What is perhaps most upsetting is that everything in this movie happens to Superman, he doesn’t actively propel any of it. He loses almost every fight, gets his powers taken away, and mostly just does what others tell him to do.
The script is also painfully cheesy, and I say that as a truly massive Doctor Who fan. If a guy with a Gallifreyan tattoo and will defend Daleks to the death feels pummeled by cornballs, you’ve gone too far. It’s not that the sentiment is wrong. Simplistic moralizing that screams “it is good to be a good person for no other reason than to be a good person” is very much my jam. It is just that the writing is painful.
Lex Luthor has a whole tirade about how he knows that he is overrun by jealousy. Virtually everything he says is some variation of “I hate Superman because he is so different!” Corenswet’s delivery on a line about how trusting people is “the real punk rock” is breathtaking in that it almost doesn’t inspire raucous laughter. Almost.
What definitely doesn’t inspire raucous laughter is a whole host of stuff that clearly makes James Gunn (and likely only James Gunn) happy. Beck Bennett’s few scenes as a sports reporter are light years beyond distracting. The recurring gag about a beautiful influencer obsessed with Jimmy Olsen (Skyler Gisondo) is just plain weird. And the jarring moments of outright brutality and cruelty betray the film’s wonderful, colorful, cartoony vibe.

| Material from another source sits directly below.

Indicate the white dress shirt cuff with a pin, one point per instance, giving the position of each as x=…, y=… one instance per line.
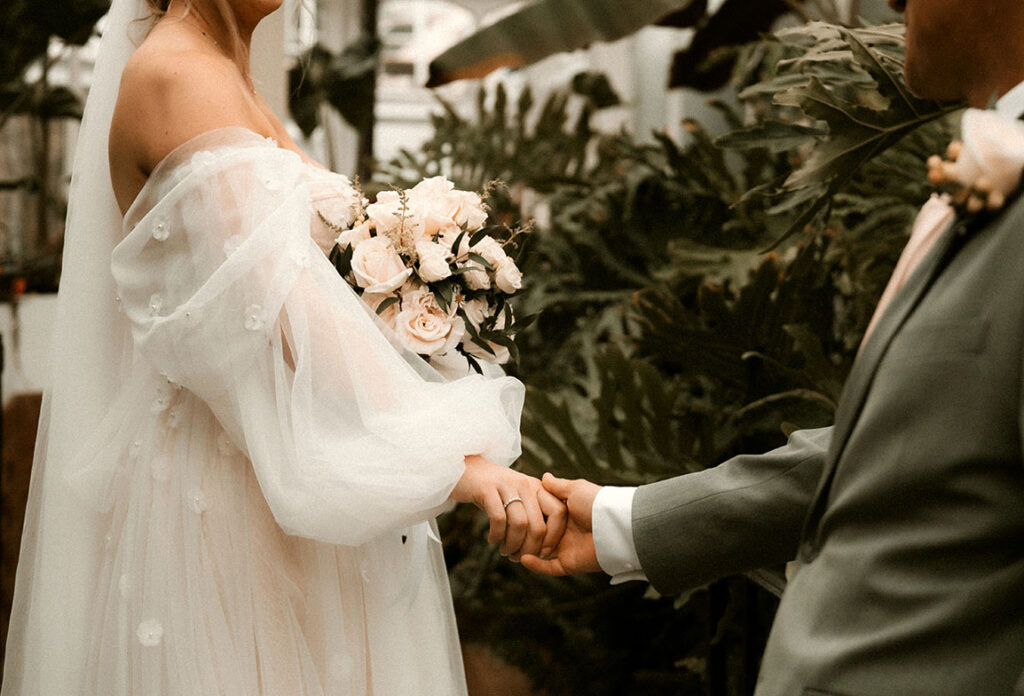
x=612, y=522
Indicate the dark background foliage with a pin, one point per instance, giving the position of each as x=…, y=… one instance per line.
x=669, y=339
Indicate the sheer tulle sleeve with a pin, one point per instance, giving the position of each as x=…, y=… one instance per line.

Look, Superman is at once nothing like the DC dreck funneled in our faces for the last decade and also absolutely falls victim to similar problems. In the same way that the DCU became “The Snyderverse” due to the influence of the last heavy-handed writer/director, this is immediately “The Gunnverse.” While the essence of the heroes is better captured this time out, nobody still knows what to do with them. Here is hoping that the inevitable sequel finds a way to use its perfect cast to tell a story about the folks on screen and not the person behind the camera.
Grade = C-
Other Critical Voices to Consider
Siddhant Adlakha at Mashable says “It has vital, meaningful themes surrounding what Superman’s allegiance to truth, justice, and “the American way” truly means in 2025, with a brash penchant for the political in a manner that most Hollywood blockbusters tend not to touch. But in the end, it rushes past these tenets of its story, in service of big-idea fireworks that make its creative ambitions feel a little too small.”

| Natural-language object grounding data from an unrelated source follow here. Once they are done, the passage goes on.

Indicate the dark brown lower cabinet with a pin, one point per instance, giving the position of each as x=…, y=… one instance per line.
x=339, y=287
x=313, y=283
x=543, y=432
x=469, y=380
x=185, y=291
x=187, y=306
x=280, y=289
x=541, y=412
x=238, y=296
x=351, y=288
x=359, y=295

Walter Chaw at Film Freak Central says “Superman is the angel of our best nature. This character was always about standing up and doing the right thing, and not because it’s easy for him, but because it’s right. Superman is an open hand extended to a lapsed patriot.”
Carla Hay at Culture Mix says “The Superman franchise has a new lease on life with this engaging reboot. This superhero movie (which has Kyrpto as a scene-stealing dog) can get overstuffed with subplots, but it’s got plenty of thrills and comedic moments. The 2025 version of Superman is a promising step in the right direction for a new era in movies based on DC Comics.”